Preiß: Virtuelle Selbsthilfe ist immer dann verfügbar, wenn man sie benötigt oder Zeit für einen Austausch hat. Familien mit einem behinderten Kind haben es nicht so leicht, für die Zeit während eines Gruppentreffens einen Babysitter zu finden, der zum Beispiel bei Bedarf Anfallsmedikamente gibt oder die Tochter auch katheterisieren kann. Die hilfreiche Nachbarsfamilie oder die Oma kann eine solche Betreuung oft nicht leisten und Aktivitäten außer Haus sind so schwierig. In der virtuellen Selbsthilfe kann man dagegen jederzeit Erfahrungen anderer Eltern lesen oder Fragen stellen, die einen bewegen. Eine Selbsthilfegruppe ist vielleicht auch nicht jedermanns Sache, weil die Gruppenatmosphäre eventuell unangenehm ist oder man mit seiner persönlichen Situation ungern an die Öffentlichkeit geht. Die Anonymität des Online-Austauschs kann für solche Eltern auch eine Schutzfunktion haben. Im Falle seltener Erkrankungen schließlich finden Eltern vor Ort meist keine Familien in ähnlicher Situation. Über das Internet lassen sich aber auch Eltern finden, die eines von 50 Kindern in Deutschland mit dem gleichen Gendefekt haben. In der Realität bleiben die Kontakte dabei übrigens oft nicht nur virtuell, sondern werden auch auf persönlicher Ebene weitergeführt.

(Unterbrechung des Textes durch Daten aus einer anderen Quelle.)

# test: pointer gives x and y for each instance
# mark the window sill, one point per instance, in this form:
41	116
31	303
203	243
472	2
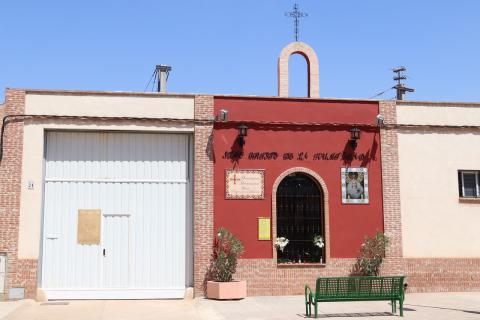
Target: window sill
469	200
302	265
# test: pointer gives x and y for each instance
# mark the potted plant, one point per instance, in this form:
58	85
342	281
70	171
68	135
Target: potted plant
372	253
318	243
223	264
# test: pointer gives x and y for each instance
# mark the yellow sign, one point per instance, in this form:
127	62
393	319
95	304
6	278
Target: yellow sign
263	228
89	226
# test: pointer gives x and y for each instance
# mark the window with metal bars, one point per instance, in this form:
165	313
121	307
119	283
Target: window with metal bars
469	184
300	219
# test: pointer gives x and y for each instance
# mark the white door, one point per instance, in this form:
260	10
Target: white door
141	184
116	251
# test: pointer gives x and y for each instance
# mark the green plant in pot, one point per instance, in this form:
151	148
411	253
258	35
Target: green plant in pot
223	265
372	253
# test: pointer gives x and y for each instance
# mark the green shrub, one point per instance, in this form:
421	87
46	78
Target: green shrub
371	255
223	262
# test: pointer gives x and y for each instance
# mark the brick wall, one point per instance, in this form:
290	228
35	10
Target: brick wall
265	277
203	190
391	190
20	272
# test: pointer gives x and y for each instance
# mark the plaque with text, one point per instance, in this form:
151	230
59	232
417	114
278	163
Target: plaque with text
245	184
263	228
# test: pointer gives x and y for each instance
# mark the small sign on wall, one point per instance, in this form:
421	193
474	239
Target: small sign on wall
264	228
355	185
89	226
245	184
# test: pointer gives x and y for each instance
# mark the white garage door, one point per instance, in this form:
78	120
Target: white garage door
139	186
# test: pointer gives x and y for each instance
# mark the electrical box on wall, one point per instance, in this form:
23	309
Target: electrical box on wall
3	269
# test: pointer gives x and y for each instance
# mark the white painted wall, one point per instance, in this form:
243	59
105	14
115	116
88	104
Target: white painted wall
439	114
110	106
34	139
435	223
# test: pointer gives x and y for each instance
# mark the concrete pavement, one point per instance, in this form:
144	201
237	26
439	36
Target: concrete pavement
436	306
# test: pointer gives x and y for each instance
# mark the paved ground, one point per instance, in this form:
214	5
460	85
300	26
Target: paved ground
437	306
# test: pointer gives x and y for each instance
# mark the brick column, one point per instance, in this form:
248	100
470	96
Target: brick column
21	273
391	190
203	190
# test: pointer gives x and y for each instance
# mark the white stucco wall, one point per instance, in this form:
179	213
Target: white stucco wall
107	106
439	114
435	222
156	106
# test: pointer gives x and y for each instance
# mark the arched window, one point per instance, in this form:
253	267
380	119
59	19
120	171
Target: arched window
300	219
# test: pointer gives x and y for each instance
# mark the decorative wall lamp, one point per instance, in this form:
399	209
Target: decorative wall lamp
242	133
354	136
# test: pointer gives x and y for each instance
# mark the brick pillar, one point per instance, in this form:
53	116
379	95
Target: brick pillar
203	190
21	273
391	189
312	61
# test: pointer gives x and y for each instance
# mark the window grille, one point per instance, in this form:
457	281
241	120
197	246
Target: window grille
299	219
468	182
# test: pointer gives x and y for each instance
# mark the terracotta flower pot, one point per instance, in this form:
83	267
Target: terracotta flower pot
226	290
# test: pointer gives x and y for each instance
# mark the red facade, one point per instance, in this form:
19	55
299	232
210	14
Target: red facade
287	133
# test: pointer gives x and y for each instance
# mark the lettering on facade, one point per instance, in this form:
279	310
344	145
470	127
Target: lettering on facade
300	156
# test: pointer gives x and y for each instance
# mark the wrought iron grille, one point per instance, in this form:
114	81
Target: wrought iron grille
300	219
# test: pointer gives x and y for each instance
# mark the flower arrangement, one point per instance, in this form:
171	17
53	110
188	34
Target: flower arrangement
318	241
280	243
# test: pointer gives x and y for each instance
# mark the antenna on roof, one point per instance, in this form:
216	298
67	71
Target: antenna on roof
399	77
160	77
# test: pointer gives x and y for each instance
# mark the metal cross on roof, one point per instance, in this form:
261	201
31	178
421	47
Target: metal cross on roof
296	15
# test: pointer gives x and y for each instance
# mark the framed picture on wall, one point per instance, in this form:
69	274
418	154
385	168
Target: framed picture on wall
355	185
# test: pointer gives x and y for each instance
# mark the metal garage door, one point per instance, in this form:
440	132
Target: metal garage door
138	185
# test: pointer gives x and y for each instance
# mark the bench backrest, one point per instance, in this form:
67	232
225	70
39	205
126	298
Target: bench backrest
359	287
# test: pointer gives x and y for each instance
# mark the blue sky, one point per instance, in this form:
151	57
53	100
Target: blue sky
231	47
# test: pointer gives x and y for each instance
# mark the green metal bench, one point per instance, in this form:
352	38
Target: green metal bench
356	289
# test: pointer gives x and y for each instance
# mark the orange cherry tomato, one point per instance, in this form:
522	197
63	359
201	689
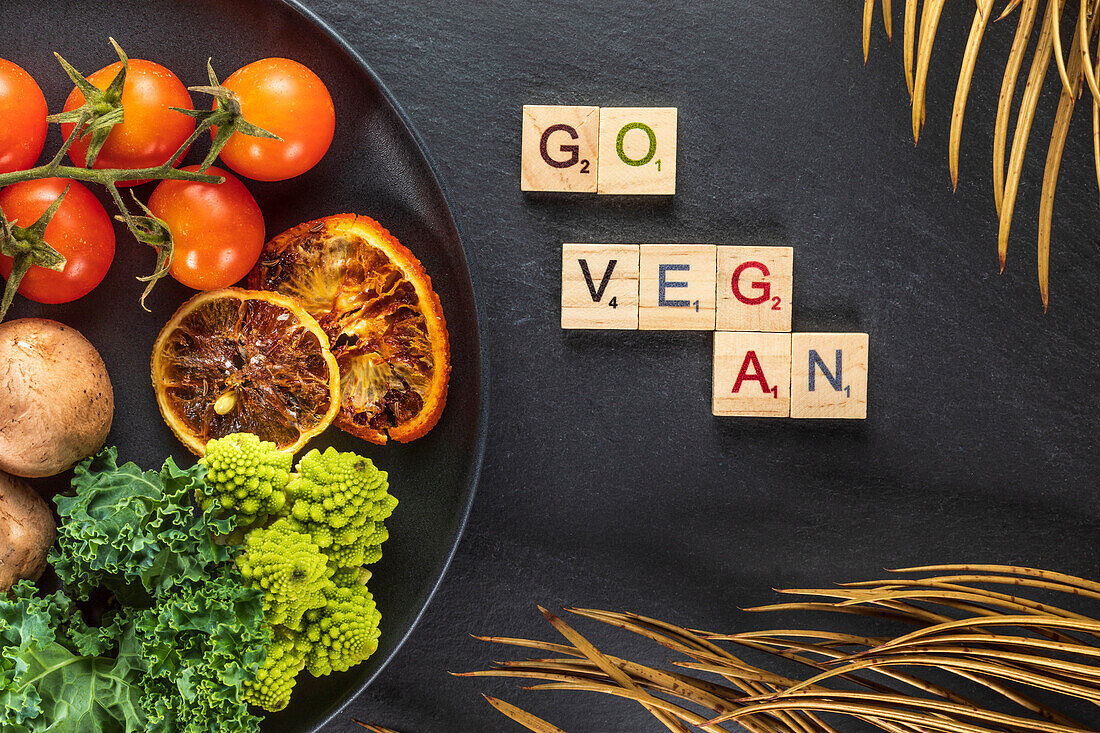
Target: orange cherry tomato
287	99
23	111
150	131
217	229
80	230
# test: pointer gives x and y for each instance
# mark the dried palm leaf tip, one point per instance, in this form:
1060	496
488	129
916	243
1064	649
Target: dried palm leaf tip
1075	68
1029	660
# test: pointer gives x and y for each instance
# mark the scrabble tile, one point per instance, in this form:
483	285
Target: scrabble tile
638	150
677	287
600	286
755	287
751	374
828	375
560	149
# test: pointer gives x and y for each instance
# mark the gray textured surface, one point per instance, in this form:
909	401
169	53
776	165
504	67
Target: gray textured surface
607	483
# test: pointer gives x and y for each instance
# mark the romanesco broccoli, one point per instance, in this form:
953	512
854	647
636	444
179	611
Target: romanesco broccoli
246	476
343	633
286	657
341	501
289	568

POW: Warum ist das Internetportal www.intakt.info für Sie ein „Paradebeispiel gelungener virtueller Selbsthilfe“?
Preiß: Das Besondere an www.intakt.info ist die Verknüpfung von fachlicher Information, die von den Referentinnen und Referenten sowie fachlich versierten Redakteurinnen und Redakteuren erstellt, geprüft und aktualisiert wird, und der Möglichkeit für Eltern, sich untereinander online auszutauschen. Somit vereint www.intakt.info die Vorteile beider Herangehensweisen an die Lebenssituation von Familien mit einem behinderten Kind. Hinzu kommt: Online-Austausch ist heute zwar über viele Plattformen und soziale Netzwerke kostenlos möglich, bei Intakt können die Nutzer aber sicher sein, dass die doch zum Teil äußerst sensiblen Informationen nicht zum Erstellen von digitalen Benutzerprofilen verwendet werden und der Austausch guten Regeln des sozialen Miteinanders folgt und wertschätzend ist. Dafür sorgen die ehrenamtlichen Moderatorinnen und Moderatoren, die jeden Beitrag lesen und im Notfall auch unterstützend eingreifen.